Understanding PostgreSQL’s Cache Hit Ratio

This article explores PostgreSQL's buffer cache hit ratio (BCHR), a metric tracked by Redgate Monitor to help you assess the health and performance of your databases. By correctly interpreting this ratio and using it with other relevant memory and IO metrics, you can identify potential bottlenecks in query execution before they impact users.

A high cache hit ratio generally indicates efficient memory usage in PostgreSQL, where most of the data pages required are being read from cache, minimizing costly disk reads. But how is this metric measured and tracked in Redgate Monitor?

What exactly is the cache hit ratio in PostgreSQL?
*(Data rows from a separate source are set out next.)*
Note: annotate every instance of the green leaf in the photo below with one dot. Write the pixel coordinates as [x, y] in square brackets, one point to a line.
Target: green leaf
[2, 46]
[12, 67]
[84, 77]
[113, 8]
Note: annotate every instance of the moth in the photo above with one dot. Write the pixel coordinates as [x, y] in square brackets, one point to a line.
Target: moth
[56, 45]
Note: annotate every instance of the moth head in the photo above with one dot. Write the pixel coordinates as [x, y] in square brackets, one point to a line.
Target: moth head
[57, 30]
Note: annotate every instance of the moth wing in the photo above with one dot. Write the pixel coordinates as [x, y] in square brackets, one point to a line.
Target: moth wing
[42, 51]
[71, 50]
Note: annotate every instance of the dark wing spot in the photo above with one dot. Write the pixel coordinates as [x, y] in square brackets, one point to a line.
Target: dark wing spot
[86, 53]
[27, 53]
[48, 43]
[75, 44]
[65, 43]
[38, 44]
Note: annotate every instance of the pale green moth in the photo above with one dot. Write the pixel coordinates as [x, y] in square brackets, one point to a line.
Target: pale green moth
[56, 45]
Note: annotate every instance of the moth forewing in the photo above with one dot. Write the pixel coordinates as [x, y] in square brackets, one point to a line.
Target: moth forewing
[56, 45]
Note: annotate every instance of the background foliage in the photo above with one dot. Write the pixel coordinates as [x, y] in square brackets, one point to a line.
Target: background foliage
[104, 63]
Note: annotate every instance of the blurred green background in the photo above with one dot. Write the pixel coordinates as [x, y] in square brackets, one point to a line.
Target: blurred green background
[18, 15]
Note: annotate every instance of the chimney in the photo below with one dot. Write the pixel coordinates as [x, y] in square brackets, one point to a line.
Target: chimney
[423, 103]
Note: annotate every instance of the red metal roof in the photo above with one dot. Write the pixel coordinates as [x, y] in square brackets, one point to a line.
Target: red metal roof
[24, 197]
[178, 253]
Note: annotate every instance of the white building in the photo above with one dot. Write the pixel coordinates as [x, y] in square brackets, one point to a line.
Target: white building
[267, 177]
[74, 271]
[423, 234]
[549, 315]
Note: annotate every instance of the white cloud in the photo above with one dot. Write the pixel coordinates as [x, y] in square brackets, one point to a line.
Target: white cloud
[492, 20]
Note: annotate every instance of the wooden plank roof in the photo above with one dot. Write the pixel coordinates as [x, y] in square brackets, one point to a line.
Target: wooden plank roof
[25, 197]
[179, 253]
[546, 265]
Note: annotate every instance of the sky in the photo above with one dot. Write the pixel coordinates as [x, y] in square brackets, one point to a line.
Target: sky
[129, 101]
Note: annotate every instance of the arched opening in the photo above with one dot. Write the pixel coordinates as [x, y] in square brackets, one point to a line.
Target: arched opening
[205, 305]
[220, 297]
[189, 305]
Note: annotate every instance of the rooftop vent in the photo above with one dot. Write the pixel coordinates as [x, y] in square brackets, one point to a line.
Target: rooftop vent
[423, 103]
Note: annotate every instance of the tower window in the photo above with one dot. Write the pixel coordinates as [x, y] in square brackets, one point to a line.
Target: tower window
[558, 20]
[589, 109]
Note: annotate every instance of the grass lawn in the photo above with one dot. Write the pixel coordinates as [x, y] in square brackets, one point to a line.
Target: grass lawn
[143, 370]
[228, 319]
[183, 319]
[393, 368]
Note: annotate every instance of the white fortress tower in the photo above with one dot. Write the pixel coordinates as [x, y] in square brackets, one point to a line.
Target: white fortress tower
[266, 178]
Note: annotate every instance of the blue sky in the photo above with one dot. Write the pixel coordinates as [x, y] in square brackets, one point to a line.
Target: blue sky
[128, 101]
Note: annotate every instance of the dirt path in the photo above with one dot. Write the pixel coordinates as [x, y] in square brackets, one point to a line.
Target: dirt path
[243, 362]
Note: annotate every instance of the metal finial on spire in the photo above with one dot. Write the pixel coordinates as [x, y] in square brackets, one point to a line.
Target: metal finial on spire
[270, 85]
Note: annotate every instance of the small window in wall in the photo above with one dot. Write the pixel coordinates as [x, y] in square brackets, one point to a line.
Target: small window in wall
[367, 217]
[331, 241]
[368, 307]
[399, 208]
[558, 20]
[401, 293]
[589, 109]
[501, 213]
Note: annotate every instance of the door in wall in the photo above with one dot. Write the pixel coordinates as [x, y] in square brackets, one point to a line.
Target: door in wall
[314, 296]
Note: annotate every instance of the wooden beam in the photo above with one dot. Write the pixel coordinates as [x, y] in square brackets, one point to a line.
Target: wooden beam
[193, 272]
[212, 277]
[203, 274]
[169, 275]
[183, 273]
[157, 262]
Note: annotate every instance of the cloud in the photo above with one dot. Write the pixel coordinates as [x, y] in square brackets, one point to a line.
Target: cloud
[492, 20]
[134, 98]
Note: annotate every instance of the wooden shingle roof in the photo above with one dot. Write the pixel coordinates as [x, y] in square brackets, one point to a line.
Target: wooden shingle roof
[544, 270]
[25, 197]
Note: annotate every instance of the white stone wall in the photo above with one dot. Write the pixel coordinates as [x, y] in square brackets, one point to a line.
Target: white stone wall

The cache hit ratio metric in Redgate Monitor refers to the buffer cache hit ratio (BCHR). It measures the percentage of data pages retrieved from PostgreSQL’s shared_buffers, an allocated region of server memory for caching. It’s computed using the blks_read and blks_hit metrics, which Redgate Monitor retrieves from pg_stat_database:

  • Blocks hit (blks_hit in PostgreSQL) – the number of blocks retrieved from the shared_buffers memory (i.e. a cache hit).
  • Blocks read (blks_read in PostgreSQL) – the number of blocks that were not in shared_buffers and had to be read from disk (either the disk or the OS disk cache).
  • Buffer cache hit ratio – the percentage of total data pages within a particular timeframe, available from the shared_buffers cache:
    BCHR = ((blks_hit / (blks_hit + blks_read)) * 100).

From this definition, we can see that high values of cache hit ratio indicate that the majority of data pages are being served from the buffer, which is much faster than an alternative disk read, and so will tend to be beneficial in maintaining sufficient query performance.

However, be sure to monitor additional memory and I/O-related metrics in conjunction with the cache hit ratio to validate any potential findings, such as block read time (available in the server overview). Overreliance upon cache hit ratio in isolation could otherwise be misleading.

In Redgate Monitor, you can view this cache hit ratio metric under the Efficiency section within the server overview page:

Cache hit ratio in Redgate Monitor

Graph of the cache hit ratio metric in the efficiency section of the server overview page

Interpreting cache hit ratio

How you interpret your cache hit ratio values will depend on the type of workload being executed. OLTP workloads typically have a smaller working set and more predictable data request patterns, so you’d expect BCHR to be high (above 95%, ideally close to 99%). OLAP workloads, on the other hand, will likely have a lower acceptable value (closer to 90%) due to the complexity of queries, and size of the working set.

From version 14.0.27 and onwards, Redgate Monitor offers low cache hit ratio alerts for PostgreSQL. To configure alerts for this metric, navigate over to the alert settings page. Under ‘PostgreSQL Instance alerts’ you should see the ‘Cache hit ratio’ alert type:

Alert settings for cache hit ratio

Redgate monitors alert settings page with the cache hit ratio alert type

Clicking on this alert type will take you to a configuration page, where you can enable and specify single/multiple thresholds. This will notify you when your cache hit ratio falls below a certain percentage:

 alert thresholds for cache hit ratio

Configuration page for the cache hit ratio alert with a single alert threshold

In the alert dashboard, we see a medium severity alert was raised for the cache hit ratio on a PostgreSQL instance:

medium severity alert for cache hit ratio

How to improve a low cache hit ratio

A low cache hit ratio is often a cause of concern given the potential performance hit and may indicate insufficient allocation to shared_buffers. If your PostgreSQL configuration doesn’t allocate enough memory to shared_buffers, it will have to keep swapping pages in and out of the buffer from disk. Every time a page cannot first be located and read from shared_buffers, we refer to that as a cache miss. The higher the percentage of cache misses, the more likely query performance will deteriorate.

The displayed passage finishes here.